Prices for ex-Asia billet have corrected down early this week, following a decrease in Chinese futures prices, impacted by weak property data and rather low demand locally. However, even despite the weaker mood, most market sources see this as a correction rather than a the start of a downtrend, at least for now.
Ex-China reference prices for billets have come to $435-440/mt FOB, down by $7.5/mt on average compared to late last week. This happened mainly due to the futures correction over the past two days after news about the weak property market in China in 2025 and the overall slowdown of demand. In 2025, the total area covered by construction activity in China declined by 10 percent, while the new area covered by construction activity dropped by as much as 20.4 percent year on year.
But a further price decline is doubtful, sources believe. “The local market is not under much pressure since some producers had started the CNY [Chinese New Year] overhauls, so fewer orders in January are somewhat balanced by lower outputs,” a Chinese trader noted.
The Indonesian mill cut its billet offer by $5/mt to $450/mt FOB on Monday, but some sources believe $445/mt FOB is workable for now, though “no one needs April [shipment],” a trader said.

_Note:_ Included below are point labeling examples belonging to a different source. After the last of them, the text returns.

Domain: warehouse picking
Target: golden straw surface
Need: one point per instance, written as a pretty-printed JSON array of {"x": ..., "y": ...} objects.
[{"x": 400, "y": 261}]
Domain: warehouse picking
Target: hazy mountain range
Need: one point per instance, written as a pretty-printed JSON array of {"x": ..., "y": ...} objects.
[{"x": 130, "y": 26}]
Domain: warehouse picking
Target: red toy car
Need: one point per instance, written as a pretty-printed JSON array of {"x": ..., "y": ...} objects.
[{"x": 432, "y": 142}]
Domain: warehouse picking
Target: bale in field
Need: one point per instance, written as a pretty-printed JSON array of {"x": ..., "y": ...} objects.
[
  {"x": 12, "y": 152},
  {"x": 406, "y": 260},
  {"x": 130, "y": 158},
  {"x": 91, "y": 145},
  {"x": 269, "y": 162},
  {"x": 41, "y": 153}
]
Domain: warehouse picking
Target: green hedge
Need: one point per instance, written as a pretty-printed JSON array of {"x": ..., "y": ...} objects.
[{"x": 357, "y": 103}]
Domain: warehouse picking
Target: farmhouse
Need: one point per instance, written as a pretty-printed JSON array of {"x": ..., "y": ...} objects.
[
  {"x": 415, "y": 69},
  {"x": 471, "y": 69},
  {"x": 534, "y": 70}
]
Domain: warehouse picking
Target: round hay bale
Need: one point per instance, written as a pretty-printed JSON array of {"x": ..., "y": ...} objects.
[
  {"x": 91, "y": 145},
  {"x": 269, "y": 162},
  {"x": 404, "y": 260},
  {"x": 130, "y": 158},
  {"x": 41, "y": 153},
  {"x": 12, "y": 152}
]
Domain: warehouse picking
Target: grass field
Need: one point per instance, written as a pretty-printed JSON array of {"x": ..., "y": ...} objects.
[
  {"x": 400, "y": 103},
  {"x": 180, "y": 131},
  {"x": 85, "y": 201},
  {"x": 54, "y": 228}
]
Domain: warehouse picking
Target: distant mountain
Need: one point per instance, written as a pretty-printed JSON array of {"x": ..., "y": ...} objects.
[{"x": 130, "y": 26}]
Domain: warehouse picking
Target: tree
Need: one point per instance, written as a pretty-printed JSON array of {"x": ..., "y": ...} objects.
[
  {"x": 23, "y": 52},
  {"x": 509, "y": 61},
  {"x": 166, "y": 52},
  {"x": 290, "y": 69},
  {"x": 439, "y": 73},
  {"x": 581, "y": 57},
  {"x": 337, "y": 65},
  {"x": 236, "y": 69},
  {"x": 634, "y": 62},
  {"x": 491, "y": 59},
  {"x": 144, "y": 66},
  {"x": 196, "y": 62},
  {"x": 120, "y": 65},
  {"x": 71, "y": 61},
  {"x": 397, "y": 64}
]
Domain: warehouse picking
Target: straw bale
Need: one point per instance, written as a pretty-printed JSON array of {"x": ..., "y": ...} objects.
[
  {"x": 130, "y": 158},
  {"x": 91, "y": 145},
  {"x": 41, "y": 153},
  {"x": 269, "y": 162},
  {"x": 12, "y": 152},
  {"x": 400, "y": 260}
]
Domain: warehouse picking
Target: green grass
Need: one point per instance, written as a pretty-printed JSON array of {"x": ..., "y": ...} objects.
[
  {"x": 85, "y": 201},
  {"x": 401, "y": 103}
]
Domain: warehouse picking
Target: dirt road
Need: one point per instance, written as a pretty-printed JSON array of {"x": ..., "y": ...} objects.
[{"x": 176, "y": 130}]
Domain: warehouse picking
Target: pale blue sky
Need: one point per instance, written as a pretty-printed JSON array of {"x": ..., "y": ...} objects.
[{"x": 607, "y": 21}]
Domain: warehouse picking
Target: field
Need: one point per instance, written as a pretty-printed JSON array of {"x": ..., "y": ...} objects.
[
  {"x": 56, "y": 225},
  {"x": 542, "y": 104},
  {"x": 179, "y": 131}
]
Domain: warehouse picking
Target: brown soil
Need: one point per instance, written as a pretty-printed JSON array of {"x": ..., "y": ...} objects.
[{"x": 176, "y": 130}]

In Southeast Asia, offer prices have lost $1-7/mt since late last week depending on the supplier. The lowest offers for Chinese 3SP billet from traders have been reported at $455-459/mt CFR to Taiwan and some Southeast Asian customers, versus $458-460/mt CFR reported late last week. For 5SP billet, suppliers want $455-460/mt CFR and the highest offers are still for 130 mm billets, at $465-466/mt CFR or above.